The present study underscores a robust association between previous adnexal surgery and OP, echoing the findings proposed by Shan et al. [11]. Their work suggests that such surgeries could alter the inherent uterine structure, potentially leading to ovarian inflammation, ovulation barriers, and the implantation of fertilized eggs within the ovary. Adnexal surgeries commonly encompass unilateral or bilateral salpingectomy or ovariectomy, often necessitated by conditions like hydrosalpinx, fallopian tube obstruction, ovarian cysts, ruptured corpus luteum, and even rare instances of pregnancy. Multiple studies have highlighted the adverse prognostic implications of tubal factor infertility, particularly in women undergoing IVF-ET [22]. Pelvic adhesions and PID resulting from various adnexal surgeries can alter the ovarian surface and disrupt ovum release, potentially facilitating ovarian implantation. These findings underscore the etiological significance of prior adnexal surgery in OP and suggest that the indications for such surgeries may contribute to OP incidence.

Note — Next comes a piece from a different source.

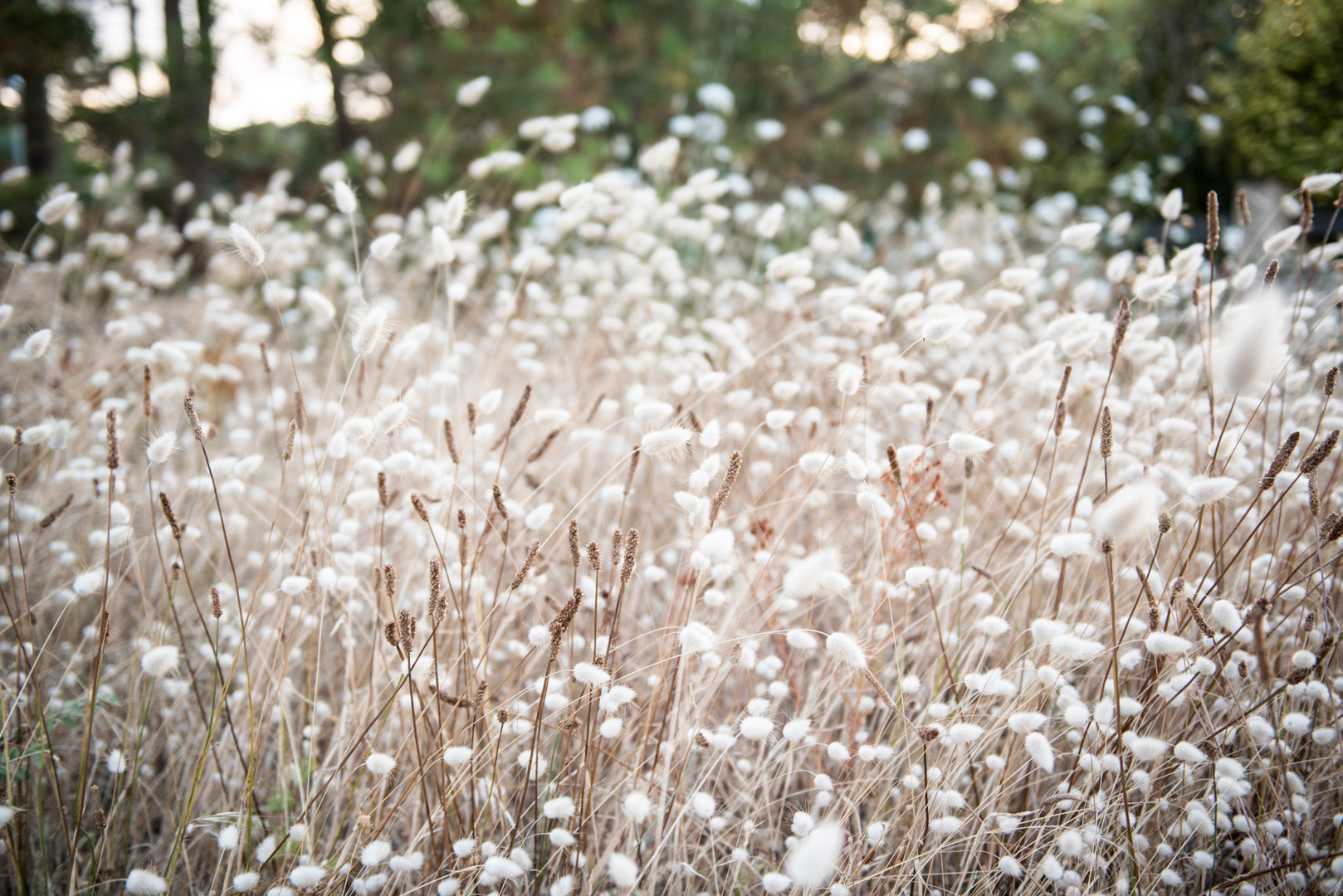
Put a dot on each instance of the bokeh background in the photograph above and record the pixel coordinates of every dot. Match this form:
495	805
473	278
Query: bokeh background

Furthermore, our investigation unveils a potential association between tuberculosis and the incidence of OP. While tuberculosis primarily affects organs such as the fallopian tubes, uterine endometrium, and ovaries, its impact on the female reproductive system varies widely [23]. The tubal ampulla presents the earliest change, the fimbrial processes turn into swollen later. The pathological changes of tuberculosis endometritis include endometrial ulceration, caseous necrosis, haemorrhage, and adhesions may occur between ovaries and adjacent pelvic organs leading to adnexal mass[24]. Genital tuberculosis can lead to infertility[25], menstrual irregularities, ovarian cysts, and PID, with infertility being a predominant symptom, especially in developing nations [26]. Notably, genital tuberculosis's role in the genesis of EP has been documented [27], although the precise mechanisms underlying ovarian implantation remain elusive. The rising incidence of genital tuberculosis, fueled by factors such as increasing multi-drug resistance in Mycobacterium tuberculosis, heightened population mobility, and lax tuberculosis management among females, suggests a growing high-risk population for OP. However, our findings are constrained by the single-hospital setting and the low incidence of the disease, necessitating validation through larger-scale studies.
In our current investigation, we observe elevated β-hCG levels in OP patients compared to TP patients on the 14th day post-embryo transfer, consistent with prior research [12]. Goksedef et al. [28] have noted that ruptured EP often present with elevated β-hCG levels, potentially due to increased vascularity of ovarian tissue facilitating embryonic development. This observation hints at a potentially poorer prognosis for OP patients, given the association between high β-hCG levels and ovarian rupture. It has also been reported that OP can have negative HCG tests [29]. Therefore, there is a risk of both underdiagnosis and overdiagnosis of OP due to cognitive biases [30].